Limitation #2: Wills don’t cover assets with beneficiary designations.
Wills only direct those assets you own in your sole name (i.e. not jointlyowned assets) that do not have beneficiary designation. Assets such as life insurance, annuities, qualified retirement accounts (e.g. IRAs and 401(k)s), investment accounts, and even bank accounts or real estate, all allow for beneficiary designations to dictate how the asset is to be distributed after the owner dies. In fact, many court cases have determined that an owner’s will is irrelevant if it contradicts what was written on the beneficiary designation form. This is why it’s important to also review your beneficiary designations periodically to ensure they reflect your current goals and circumstances and are not accidentally inconsistent with your will.

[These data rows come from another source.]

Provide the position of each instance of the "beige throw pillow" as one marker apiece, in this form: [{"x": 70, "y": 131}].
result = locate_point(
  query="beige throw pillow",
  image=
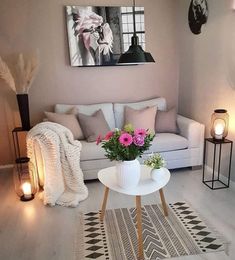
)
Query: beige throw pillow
[
  {"x": 93, "y": 126},
  {"x": 68, "y": 120},
  {"x": 166, "y": 121},
  {"x": 144, "y": 118}
]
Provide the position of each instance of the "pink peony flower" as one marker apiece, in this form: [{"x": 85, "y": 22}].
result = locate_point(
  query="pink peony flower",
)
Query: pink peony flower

Limitation #3: Wills guarantee probate.
Many people are under the impression that having a will helps avoid probate. In fact, the exact opposite is true. If a will is disposing of an asset, the disposition is happening in probate court. If you rely on beneficiary designations on certain assets (see above), or you have jointlyowned assets, those assets will generally avoid probate. But if you rely on a will alone, you are effectively guaranteeing probate. It is for this reason that some individuals utilize a trust as their primary planning document, instead of a will. A revocable trust, done correctly, allows your estate to avoid probate entirely—and the public scrutiny that accompanies it. Trusts can also protect your assets against creditors and other threats while protecting your heirs’ inheritances against creditors, unnecessary taxes, divorce, and even their own poor decisions if they are not yet mature enough to handle an inheritance.
Conclusion
In short, while a will can help you accomplish important goals, additional estate planning tools and strategies are necessary to protect you and your loved ones during incapacity and after you pass away. You have to be willing to think through some difficult scenarios in order to ensure you’ve truly got a comprehensive estate plan, one that makes things clear and simpler for your loved ones. We also recommend frequent reviews and that your plan is update every 5 years. Please consult an estate planning specialist for more details on how to protect yourself and insure your wishes are carried out.